Cette démarche correspond pour moi à une aspiration éthique, philosophique et spirituelle.

L’homme en harmonie avec l’univers, le cosmos et la terre. Le travail des sols est nécessaire et fondamental. Il doit être réalisé de façon minutieuse pour la maîtrise des différentes variétés d’herbes.

 

Pour cela, j’interviens avec un matériel de charrues approprié et à des moments précis. Il faut par exemple ne jamais travailler un sol froid ou trop humide, être certain que le soleil va briller après chaque passage, et vérifier si la position de la lune est positive.

Le travail de la terre permet aussi d’enfouir les composts biologiques apportés pour aider mes vignes à avoir une belle énergie.

Pour les traitements phytosanitaires j’utilise de la bouillie bordelaise et du soufre en fonction de la météo.

 

Des oligo-éléments viennent renforcer les bouillies
pour stimuler les défenses naturelles de la vigne et diminuer les doses de cuivre.

LE TRAVAIL DES SOLS

LES VENDANGES

Je fais le maximum pour ramasser les raisins quand ils sont le plus murs possibles avec un bon équilibre des sucres et des acides pour avoir à la fois des tanins soyeux et de la fraicheur.
La récolte est ramassée manuellement pour respecter la spécificité de la vinification Beaujolaise qui consiste en une fermentation en grappe entière. Seule la récolte manuelle permet de ramasser des grappes intactes pour une fermentation intracellulaire.

VINIFICATION

Pendant la fermentation alcoolique, les levures transforment le sucre en alcool et au passage, transmettent les caractéristiques du terroir. Les phytosanitaires chimiques détruisent en grande partie les levures naturelles. C'est pourquoi une culture biologique est indispensable pour vinifier des vins en levures indigènes. Lorsque des levures de synthèse sont utilisées, elles ne transmettent pas les caractéristiques du terroir car souvent sélectionnées dans d’autres régions.

 

Chaque année, je fais confiance à mon intuition pour la vinification, en tenant compte de l’aspect  du raisin et du climat de l’année.

J’associe toujours une action mécanique par la main de l'homme, à une intention profonde pour transmettre de l’énergie à mes vins. Ils seront donc porteurs de ce message.

 

Je m’intéresse à la vinification sans soufre, sans filtration pour certaines cuvées et sous certaines conditions, jamais systématiquement. J’observe les dégâts sur les vins des pratiques intégristes du "sans soufre" ou du "trop soufre". Trop d’idéalité tue le vin, mais pas assez aussi.

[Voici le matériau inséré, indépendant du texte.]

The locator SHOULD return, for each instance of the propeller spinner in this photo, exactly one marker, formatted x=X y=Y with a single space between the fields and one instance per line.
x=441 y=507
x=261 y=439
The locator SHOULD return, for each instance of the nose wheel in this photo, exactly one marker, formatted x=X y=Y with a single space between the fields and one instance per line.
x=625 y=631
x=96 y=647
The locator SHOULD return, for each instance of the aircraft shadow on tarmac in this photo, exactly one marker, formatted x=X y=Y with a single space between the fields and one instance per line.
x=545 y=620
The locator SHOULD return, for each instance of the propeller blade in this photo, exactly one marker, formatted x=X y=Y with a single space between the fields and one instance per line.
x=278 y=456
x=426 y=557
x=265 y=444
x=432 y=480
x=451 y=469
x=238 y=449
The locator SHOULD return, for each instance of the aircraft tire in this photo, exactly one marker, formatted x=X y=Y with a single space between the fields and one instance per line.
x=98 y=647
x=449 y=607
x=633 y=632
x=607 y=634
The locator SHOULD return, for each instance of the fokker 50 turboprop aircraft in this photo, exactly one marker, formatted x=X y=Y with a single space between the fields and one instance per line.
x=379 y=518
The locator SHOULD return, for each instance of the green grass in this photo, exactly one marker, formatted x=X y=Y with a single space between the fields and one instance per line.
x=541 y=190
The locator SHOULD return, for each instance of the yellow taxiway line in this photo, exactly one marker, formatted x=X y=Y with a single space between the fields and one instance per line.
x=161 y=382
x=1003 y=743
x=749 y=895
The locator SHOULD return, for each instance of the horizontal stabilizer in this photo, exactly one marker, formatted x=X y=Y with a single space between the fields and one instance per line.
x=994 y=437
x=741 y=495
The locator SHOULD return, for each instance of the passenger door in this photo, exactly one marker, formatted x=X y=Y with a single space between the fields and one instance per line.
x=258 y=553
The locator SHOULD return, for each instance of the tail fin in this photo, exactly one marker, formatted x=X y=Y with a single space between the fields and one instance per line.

Peut- être faut il reconsidérer le soufre et son utilisation?

En homéopathie le soufre permet à la maladie de continuer son processus vers la guérison. Les Alchimistes parlaient du soufre comme le principe animateur.

Les forgerons alchimistes faisaient couler du soufre pour percer le fer, ils soignaient aussi toutes sortes de maladie avec le soufre. Nous avons d'ailleurs beaucoup de soufre dans le corps : il est important et nécessaire. Dans le sang nous avons plus de soufre que de fer, et il aide le foie à se régulariser.

Je pense qu’il faut sortir des visions extrêmes qui séparent et empêchent d’avancer. Le vigneron peut réfléchir différemment à l’utilisation du soufre.

Le soufre de mine est peut être une piste que je commence à étudier.

ÉLEVAGE

J’aime élever les vins en fûts de chêne sur lies fines.

Pour cela, à la sortie du pressoir nous mettons les jus en fûts. Pour un véritable élevage en fûts, il faut absolument que la fin des fermentations alcooliques et malolactiques aient lieu dans le fût.

Les levures alcooliques et les bactéries lactiques se dégradent dans les lies : elles font partie du vin. Pendant l’hiver, nous faisons deux batônnages pour les remettre en suspension pour graisser les vins.

Les fûts ont plusieurs années car le but est d’oxygéner les vins, les élever sur lies fines, mais sans les boiser.

 

Au bout de 12 mois, la mise en bouteille se fera sans filtration, en fin de lune.

Quand la lune monte, les lies sont en suspension. Si nous mettons le vin en bouteille à ce moment là, le dépôt se fera plus tard dans la bouteille avec des résidus de levures et bactéries qui provoqueront des déviances bactériennes.

Si nous attendons le dernier quartier de la lune descendante, les lies sont aplaties au fond du fût et nous aspirons les jus par dessus les lies et mettons en bouteille. Sans risque de résidus de levures et de bacteries.